Part 3: The Phantom Read
Imagine your transaction retrieves rows filtered by some criteria. A phantom read occurs when your transaction retrieves rows using the same criteria and new rows are returned. In this case, either the new rows you see have been inserted or data has changed in existing rows such that these rows now meet the filter criteria. Either way these rows are new to you.
From ISO/ANSI: Process P1 reads the set of rows N that satisfy some search condition. Process P2 then executes statements that generate one or more rows that satisfy the search condition. If P1 repeats the query it obtains a different collection of rows.
It’s cheesy, but I use the following example as a mnemonic. Imagine there’s a database of pop culture, and that transactions can last years: Then we have
use PopCultureDb SELECT Name FROM CarModels WHERE Manufacturer = 'Rolls Royce' -- over 1925 -- query would give new row: "The Phantom I" SELECT Name FROM TonyAwards WHERE AwardName = 'Best Musical' -- over 1988 -- query would give new row: "Phantom of the Opera" SELECT Name FROM Movies WHERE SagaName = 'Star Wars' -- over 1999 -- query would give new row "Star Wars: Episode I - The Phantom Menace"
In each example if a transaction lasted over the years indicated, the new rows are examples of phantom reads.
Phantom Reads vs. Non-Repeatable Reads
So what’s the difference between phantom reads and non-repeatable reads? This can cause confusion sometimes. Because they both have the property that a repeated query returns results that are different. But the distinction between phantom reads and non-repeatable reads lies in how the query results are different.
- The Non-Repeatable Read is a phenomena specific to a read of a single row. When data has changed in this row, and the row is read again, the changed data is returned. This is a non-repeatable read.
So what about a change that affects multiple rows? This certainly seems like a phenomenon that applies to more than one row.
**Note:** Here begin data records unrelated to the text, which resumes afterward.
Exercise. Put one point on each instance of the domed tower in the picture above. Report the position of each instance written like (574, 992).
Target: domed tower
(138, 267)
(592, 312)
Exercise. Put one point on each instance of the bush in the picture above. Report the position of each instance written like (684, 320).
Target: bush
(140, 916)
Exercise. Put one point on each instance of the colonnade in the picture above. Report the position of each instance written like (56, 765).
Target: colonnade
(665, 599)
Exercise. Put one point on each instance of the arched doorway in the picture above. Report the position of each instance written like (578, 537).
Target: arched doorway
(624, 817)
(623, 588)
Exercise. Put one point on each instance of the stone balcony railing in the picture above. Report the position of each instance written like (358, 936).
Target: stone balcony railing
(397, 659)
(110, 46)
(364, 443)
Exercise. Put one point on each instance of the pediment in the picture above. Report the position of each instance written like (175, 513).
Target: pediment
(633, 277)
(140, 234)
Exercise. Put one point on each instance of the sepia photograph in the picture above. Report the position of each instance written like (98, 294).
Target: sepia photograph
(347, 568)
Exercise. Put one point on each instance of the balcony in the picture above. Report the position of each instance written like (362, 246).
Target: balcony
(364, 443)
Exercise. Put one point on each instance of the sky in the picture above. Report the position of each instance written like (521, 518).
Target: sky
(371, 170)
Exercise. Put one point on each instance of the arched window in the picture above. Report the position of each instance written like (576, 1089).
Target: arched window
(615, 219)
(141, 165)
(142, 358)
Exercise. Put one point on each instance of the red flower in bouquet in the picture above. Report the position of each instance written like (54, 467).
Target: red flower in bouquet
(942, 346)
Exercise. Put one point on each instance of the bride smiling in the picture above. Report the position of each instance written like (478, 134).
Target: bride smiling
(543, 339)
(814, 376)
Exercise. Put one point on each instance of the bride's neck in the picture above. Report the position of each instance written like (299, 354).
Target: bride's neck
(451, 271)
But actually, I think of this as just a set of non-repeatable reads where each non-repeatable read still only affects one row.
- The Phantom Read is a phenomenon that deals with queries that return sets. The thing that’s changing in a phantom read is not the data in the rows; it’s the set membership that has changed. *
Isolation Levels that Experience Phantom Reads
Just like non-repeatable reads, the levels READ COMMITTED and READ UNCOMMITTED can experience phantom reads. But REPEATABLE READ can experience phantom reads too. In fact the only isolation level that avoids phantom reads is SERIALIZABLE (and SNAPSHOT, but I’ll get to that in part 4).
*-For rows that have been deleted, if a transaction reads them (or rather fails to read them) it would seem that this is both a non-repeatable read and a phantom read. But for the purposes of the ISO/ANSI standard it is in fact considered a non-repeatable read.